Industry Partnerships in Data Science To Advance Scientific Research

Sunday, 15 February 2015: 1:30 PM-4:30 PM
Room LL21F (San Jose Convention Center)
William Howe, University of Washington, Seattle, WA
At the University of Washington eScience Institute, we are broadly engaged in advancing the research and pratice of data-intensive science.  I will describe some of our programs designed to help us engage with industry partners, along with the initial findings.  In education, we completed a massively open online course, and are developing a new master’s program.  In research infrastructure, we are partnering with cloud providers to deliver new online data science services with broad use cases.  Organizationally, we are piloting a new “incubator” program to help scientists develop tools and skills in data science.
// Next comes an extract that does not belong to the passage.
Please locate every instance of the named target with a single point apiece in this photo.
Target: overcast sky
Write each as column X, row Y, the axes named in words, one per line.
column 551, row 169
In all areas related to data science, the interface between industry and research are blurring and we see this as an opportunity to catalyze both. 

Education

In Spring 2013 and Summer 2014, we ran a popular Coursera MOOC "Introduction to Data Science" that attracted over 180,000 students across both offerings.  This course combined material from data management, scalable computing, visualization, statistics, and machine learning, using a multifaceted pedagogy that included automatically graded programming assignments, peer assessments, and external course projects in addition to video lectures.  I’ll describe some lessons learned and the opportunity for online courses to engage professionals in the conduct of science.

Research infrastructure

In partnership with Microsoft Research, Amazon Web Services, and Google, we are developing new infrastructure for data-intensive science designed to democratize the use of algorithms, techniques, and technologies developed by and for IT professionals.  With the SQLShare project, we aimed to lower the activation energy rewquired to use database technology in science contexts, providing a web-based interface for sharing data and deriving new results.  In the Myria project, we significantly increase the scale of data supported and directly support advanced analytics.

The eScience Incubator

To reach the broadest possible audience, we have established data science incubation program to jumpstart new projects in data-intensive science. Researchers submit a 1-2 page proposal for a 3-month project in which they will engage directly with our permanent staff. Each proposal will indicate one or more students, postdocs, staff scientists, or faculty who will physically work in our shared studio space two days per week for the duration of the project. This stipulation is critical: it ensures full engagement on the part of the researchers, promotes active use of the studio space, creates opportunities for cross-pollination between multiple concurrent projects, and facilitates knowledge transfer in software engineering, reproducibility, and data science methods. Through these projects, seed grants will accelerate the development and dissemination of relevant data science tools and techniques, evaluate their use in new contexts, and triage new potential collaborations with methodology researchers.